As the anthology of our naughty drawer spans before my marital lifetime, I can see into the future and the contents turning it back into it's former self: A night stand. The use of romantic enhancements will evaporate into accumulating rite aide items with the added old fart shopping list: Ben Gay, Viagra, KY jelly, Hemorrhoid cream, reading glasses, ace bandages, teeth and large cotton granny undies. Being a frugal person and I would assume in my old age, I’ll probably use my former thongs for dusting. Waste not, want not.
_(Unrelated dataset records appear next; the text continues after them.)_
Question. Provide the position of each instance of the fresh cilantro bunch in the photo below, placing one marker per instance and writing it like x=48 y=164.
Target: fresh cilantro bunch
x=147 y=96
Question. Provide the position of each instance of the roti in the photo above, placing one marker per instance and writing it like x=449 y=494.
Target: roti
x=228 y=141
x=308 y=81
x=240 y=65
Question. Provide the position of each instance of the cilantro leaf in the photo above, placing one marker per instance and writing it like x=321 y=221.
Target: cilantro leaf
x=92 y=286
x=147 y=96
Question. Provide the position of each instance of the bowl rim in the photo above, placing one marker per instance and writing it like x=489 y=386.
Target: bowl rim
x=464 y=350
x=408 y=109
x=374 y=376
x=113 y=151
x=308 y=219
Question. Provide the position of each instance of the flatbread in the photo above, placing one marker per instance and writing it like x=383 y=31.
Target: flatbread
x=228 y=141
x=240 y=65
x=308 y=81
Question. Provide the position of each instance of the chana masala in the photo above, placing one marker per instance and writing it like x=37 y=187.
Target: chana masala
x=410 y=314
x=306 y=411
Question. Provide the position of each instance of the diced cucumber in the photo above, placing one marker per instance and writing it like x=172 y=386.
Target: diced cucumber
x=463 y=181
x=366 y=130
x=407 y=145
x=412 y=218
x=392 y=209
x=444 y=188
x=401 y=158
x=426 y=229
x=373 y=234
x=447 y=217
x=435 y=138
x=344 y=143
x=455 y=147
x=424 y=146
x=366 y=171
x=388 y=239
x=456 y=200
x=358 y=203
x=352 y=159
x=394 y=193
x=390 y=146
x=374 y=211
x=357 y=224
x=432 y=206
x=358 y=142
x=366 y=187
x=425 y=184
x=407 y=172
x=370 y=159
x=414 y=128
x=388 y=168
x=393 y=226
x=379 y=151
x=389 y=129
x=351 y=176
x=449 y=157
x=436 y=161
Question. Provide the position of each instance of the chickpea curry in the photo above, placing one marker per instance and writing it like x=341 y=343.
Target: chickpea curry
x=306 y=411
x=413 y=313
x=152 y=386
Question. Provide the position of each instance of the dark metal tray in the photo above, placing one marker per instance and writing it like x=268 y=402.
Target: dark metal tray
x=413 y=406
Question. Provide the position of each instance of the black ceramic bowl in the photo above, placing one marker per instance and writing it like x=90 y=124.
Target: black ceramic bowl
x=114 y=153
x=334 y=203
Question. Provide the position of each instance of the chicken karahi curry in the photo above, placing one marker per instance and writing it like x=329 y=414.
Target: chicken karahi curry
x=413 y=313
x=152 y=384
Currently our naughty drawer has evolved into something that is desperately kept from our kids, therefore it is also secured. When we get in the mood, we secure our bedroom door, and upload the latest BB King CD. Our new strategy dictates to wait five minutes for the inevitable knock from our nosey teenagers who were perfectly content on their computers and game boys just moments before. We answer gruffly, telling them we are busy and turn up the volume, anxiously awaiting for the, "Ewwww, not again" groans.Satisfied that we have a few moments of uninterrupted bliss, we turn down the lights, fold back the covers and crawl into bed. My husband reaches into the naughty drawer to retrieve our small ice chest. As our fingers touch through the ice, we simultaneously grasp our dove bars. Anxiously unwrapping the bars, we bite through the chocolate, sigh satisfactorily and savor the realization that we have an entire carton at our disposal, thus ensuring at least ten minutes of rapture.